Fica evidente que parte dos famintos do Brasil estão ali. Estima-se serem aproximadamente 4 mil domicílios, 10 mil pessoas. Eles não são invisíveis, garanto. Padecem há anos, em meio à lama nos meses chuvosos e à poeira nos meses secos, sem água potável, tendo como vizinho o esgoto a céu aberto. Vivem a realidade de um Brasil que não reage à fome, ao abandono, à discrepância social.
Ao longo da minha trajetória, entendi que a minha fome não será saciada se, ao meu redor, o estômago de outra pessoa continuar roncando. Não é fácil arregaçar as mangas para alimentar, transformar vidas, atuar em prol de quem tem fomes. Não estou sozinho, não conseguimos abraçar todos, mas tenho certeza ser possível se houver mobilização e boa vontade. Entrei de cabeça no 3º setor motivado a realizar o sonho de uma filha que enxergava mais que eu. Rafaela queria matar a fome de crianças que viviam a vulnerabilidade nutricional. Ela estudou nutrição na UnB e foi para o Canadá fazer um mestrado. Em 2013, pesquisa concluída e pronta para ser implementada, passagem comprada para o retorno ao Brasil, planos interrompidos. Um acidente de carro tirou as vidas da Rafa e da minha netinha. Meu luto é permanente, a dor dilacerante.
Perder filha e neta é inverter a lei natural da vida. Ninguém, absolutamente ninguém está preparado para tal perda. As nossas vidas, minha e de minha esposa, voltaram a ter sentido apenas quando conseguimos ressignificar essa dor. Com amigos e familiares, criamos o Instituto Doando Vida por Rafa e Clara, que ampara 80 crianças, de 2 a 5 anos, diariamente. São crianças que conhecem a dor da fome, que sobrevivem na Chácara Santa Luzia, vizinha da nossa OSC. Proporcionar a elas todas as refeições diárias necessárias ao crescimento saudável, oferecer água limpa para beber e tomar banho, saciá-las com atividades socioeducativas e cuidados dos quais toda criança tem direito me faz enxergar, diariamente, que a resposta coletiva é o caminho para um país que quer ir além do hexacampeonato mundial.

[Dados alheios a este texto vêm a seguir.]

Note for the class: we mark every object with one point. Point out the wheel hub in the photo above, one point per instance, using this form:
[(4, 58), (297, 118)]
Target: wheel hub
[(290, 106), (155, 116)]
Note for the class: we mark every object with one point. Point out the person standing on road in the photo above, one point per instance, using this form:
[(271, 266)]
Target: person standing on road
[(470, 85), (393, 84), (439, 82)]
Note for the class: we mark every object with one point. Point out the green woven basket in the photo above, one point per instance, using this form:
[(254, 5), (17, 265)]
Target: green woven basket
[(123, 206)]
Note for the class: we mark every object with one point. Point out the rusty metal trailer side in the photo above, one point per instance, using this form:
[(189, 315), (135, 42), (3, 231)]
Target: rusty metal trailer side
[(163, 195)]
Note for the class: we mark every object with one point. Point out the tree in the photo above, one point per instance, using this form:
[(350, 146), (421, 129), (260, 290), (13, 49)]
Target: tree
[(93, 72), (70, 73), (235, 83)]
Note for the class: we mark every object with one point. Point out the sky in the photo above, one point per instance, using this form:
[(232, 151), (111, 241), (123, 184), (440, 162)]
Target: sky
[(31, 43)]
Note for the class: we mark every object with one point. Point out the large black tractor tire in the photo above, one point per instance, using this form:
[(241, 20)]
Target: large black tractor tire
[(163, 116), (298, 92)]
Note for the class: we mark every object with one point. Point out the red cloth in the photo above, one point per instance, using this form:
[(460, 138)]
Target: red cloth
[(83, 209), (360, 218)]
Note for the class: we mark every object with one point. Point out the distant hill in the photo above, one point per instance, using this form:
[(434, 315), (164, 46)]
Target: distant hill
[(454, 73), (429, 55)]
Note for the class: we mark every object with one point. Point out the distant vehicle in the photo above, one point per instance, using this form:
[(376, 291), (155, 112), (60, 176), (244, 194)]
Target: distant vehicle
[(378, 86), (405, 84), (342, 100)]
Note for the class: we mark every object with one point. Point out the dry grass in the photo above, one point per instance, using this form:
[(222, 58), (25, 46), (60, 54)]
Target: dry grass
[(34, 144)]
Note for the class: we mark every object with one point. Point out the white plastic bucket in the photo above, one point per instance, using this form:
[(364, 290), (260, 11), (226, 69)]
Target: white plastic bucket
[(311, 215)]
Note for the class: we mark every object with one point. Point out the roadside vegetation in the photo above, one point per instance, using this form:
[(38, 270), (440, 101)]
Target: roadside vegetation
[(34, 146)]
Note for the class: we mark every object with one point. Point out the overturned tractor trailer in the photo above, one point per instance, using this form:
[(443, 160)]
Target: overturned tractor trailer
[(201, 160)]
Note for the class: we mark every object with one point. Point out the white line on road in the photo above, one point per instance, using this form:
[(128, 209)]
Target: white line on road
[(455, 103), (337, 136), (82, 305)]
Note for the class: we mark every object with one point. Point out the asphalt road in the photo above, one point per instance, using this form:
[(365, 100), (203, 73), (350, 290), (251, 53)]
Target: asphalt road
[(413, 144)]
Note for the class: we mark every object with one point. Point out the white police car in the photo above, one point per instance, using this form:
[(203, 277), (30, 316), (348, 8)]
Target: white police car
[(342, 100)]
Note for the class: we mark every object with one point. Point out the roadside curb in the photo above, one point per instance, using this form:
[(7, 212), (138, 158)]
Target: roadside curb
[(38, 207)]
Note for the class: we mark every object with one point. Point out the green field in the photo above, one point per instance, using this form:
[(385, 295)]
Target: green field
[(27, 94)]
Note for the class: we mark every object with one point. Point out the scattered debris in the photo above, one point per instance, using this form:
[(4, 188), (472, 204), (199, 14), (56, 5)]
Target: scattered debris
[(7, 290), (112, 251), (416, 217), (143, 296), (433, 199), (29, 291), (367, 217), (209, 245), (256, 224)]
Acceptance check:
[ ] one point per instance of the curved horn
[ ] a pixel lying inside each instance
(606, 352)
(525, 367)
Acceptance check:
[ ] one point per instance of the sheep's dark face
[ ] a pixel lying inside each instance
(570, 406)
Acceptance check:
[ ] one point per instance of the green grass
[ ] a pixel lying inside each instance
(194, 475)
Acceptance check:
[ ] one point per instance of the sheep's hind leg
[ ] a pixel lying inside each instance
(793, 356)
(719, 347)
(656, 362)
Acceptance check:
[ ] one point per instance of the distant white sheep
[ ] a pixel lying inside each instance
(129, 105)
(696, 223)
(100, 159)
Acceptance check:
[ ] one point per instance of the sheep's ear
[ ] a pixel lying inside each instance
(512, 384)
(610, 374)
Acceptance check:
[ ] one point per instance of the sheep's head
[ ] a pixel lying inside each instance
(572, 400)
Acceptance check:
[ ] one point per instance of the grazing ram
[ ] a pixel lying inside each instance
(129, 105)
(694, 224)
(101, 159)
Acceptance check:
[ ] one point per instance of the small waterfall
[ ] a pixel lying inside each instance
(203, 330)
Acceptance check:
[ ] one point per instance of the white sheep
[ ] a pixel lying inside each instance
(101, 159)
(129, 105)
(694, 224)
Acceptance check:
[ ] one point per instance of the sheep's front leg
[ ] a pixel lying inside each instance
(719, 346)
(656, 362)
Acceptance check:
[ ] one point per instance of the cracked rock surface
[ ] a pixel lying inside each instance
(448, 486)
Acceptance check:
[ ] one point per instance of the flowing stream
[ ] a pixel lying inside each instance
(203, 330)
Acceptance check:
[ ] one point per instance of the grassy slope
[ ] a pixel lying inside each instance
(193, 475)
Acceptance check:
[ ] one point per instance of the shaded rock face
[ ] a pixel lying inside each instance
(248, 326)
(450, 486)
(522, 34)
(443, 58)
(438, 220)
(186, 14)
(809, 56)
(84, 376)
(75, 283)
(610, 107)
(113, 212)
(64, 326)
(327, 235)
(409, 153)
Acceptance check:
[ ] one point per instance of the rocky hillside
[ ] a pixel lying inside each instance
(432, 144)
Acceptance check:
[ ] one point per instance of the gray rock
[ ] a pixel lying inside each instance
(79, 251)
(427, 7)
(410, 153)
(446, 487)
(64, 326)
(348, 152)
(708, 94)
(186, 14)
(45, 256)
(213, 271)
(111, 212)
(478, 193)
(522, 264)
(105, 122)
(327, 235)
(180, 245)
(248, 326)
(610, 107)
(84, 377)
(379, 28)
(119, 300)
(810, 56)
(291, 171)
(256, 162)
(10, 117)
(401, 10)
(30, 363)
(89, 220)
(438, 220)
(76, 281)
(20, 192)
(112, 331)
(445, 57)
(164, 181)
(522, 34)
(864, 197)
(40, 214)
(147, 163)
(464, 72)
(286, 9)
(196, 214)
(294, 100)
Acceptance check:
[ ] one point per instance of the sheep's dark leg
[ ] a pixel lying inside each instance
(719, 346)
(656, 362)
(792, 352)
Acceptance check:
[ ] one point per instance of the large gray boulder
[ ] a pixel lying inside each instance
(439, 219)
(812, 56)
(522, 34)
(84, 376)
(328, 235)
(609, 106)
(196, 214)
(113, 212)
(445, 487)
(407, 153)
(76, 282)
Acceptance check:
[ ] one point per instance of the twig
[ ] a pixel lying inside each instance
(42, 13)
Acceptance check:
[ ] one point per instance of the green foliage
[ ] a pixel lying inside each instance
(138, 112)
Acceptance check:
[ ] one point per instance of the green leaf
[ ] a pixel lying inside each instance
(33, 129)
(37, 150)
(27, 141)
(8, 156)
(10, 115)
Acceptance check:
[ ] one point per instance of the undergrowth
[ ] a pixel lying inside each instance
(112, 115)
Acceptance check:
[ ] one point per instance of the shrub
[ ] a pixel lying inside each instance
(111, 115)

A extrema pobreza aflora mazelas evitáveis: a violência cresce, o analfabetismo se impõe, as doenças se multiplicam, o retrocesso abraça o futuro. Santo Agostinho disse: "Não basta fazer coisas boas, é preciso fazê-las bem". Aqui no Instituto, acreditamos que, além de fazer bem, podemos fazer mais. Entretanto, precisamos que mais pessoas enxerguem a pobreza que nos cerca. Por isso, se você chegou até aqui na leitura deste artigo, sinta-se convidado. Venha conhecer nosso trabalho. Ele se tornou um oásis que resgata a cidadania e a dignidade das crianças e famílias que habitam a Chácara Santa Luzia, mas não é puramente assistencial. Temos buscado abastecer a comunidade de conhecimento, com cursos e oficinas em diversas áreas, para que os moradores tenham condições de empreender ou buscar uma colocação no mercado de trabalho. É uma luta, muitas vezes inglória.
Quem viveu no descaso a vida inteira, não acredita em si mesmo. Ainda assim, eles me ensinam todos os dias. Uma das lições é que o assistencialismo, pura e simplesmente, não transforma. É preciso ir além. Por isso, luto para matar outras fomes que estão ligadas à fome de comida. Trabalhar no 3º setor é escancarar as mazelas e a realidade que muitos preferem não enxergar. É ecoar o que não se quer ouvir, é pedir incansavelmente, é se envolver em batalhas difíceis, doar-se, é tecer uma corrente de consciência e bem. Os milhões de vidas que hoje passam fome são milhões de vidas que têm o mesmo direito que você. A fome é uma barreira que impede o futuro. A fome deve incomodar você, ainda que a sua mesa esteja farta. Fazer o bem faz bem.